Many scholars/teachers feel that they must police the boundaries of their disciplines. They don't want to be intruded by inarticulate elements. It is genuine concern with scholarship but you can't cling to this balustrade all your life. Some will continue to live within their disciplinary homes but we need people who can then take the risk to move out of their spheres. We need more open-book exams, which require a lot of effort (for teacher to design questions). They also need deep understanding of the world and dedication of teachers. This move won't be easy.
University is a universe where everyone comes together. Knowledge cannot be compartmentalized for convenience. Students, today, also realise that if you work in a narrow discipline, it is difficult to get a job. Everyone needs and wants flexibility in their training. That way, we also rid academics of its snobbery. It is a matter of questioning and not just knowing. We don't inculcate that. We haven't encouraged that in schools.

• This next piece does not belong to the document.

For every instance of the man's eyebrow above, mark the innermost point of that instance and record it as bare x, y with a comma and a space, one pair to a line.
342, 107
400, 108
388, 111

Thanks to technology, we are bombarded with knowledge all the time. Teaching basics is good but only when you provide it valueadded that means teach what is not there on the internet. That is critical in face-to-face teaching. The problem of adequate and trained teachers is critical. We also need to modify how we teach our teachers.
Value education would not be in itself even close to interdisciplinary concerns. This is something like moral science, it is about building a conscience. That might be part of philosophical training etc. What we need to inculcate quite early on is a stance towards knowledge, which does not involve saying that see, this is part of a physics class only.
People can ask very basic questions and those can perhaps be answered simply within a sophisticated discipline like physics. But when that happens, that person should also have the rigour to answer the question from other different angles.
Children have been put in boxes. The problem is that often these disciplines (like philosophy) are not part of curriculum. These were considered meta disciplines that asked questions about knowledge itself and because we took a pragmatic view of school education, we kept these out (philosophy, linguistics). Those need to be introduced rather than value education.
At the university level, philosophy is the poorest (lowest importance, lowest enrolment ), as is linguistics. Literature is moving towards poverty. We need to enrich our understanding of these disciplines because they are meta disciplines.
We can't answer these educational concerns with anodyne solutions such as value education. They do not point to intellectual engagement. Schools need to re-engage, these disciplines need to be brought in but not in a rigid way.
Interdisciplinary education remained an empty signifier. It needs to be more than just a buzz word.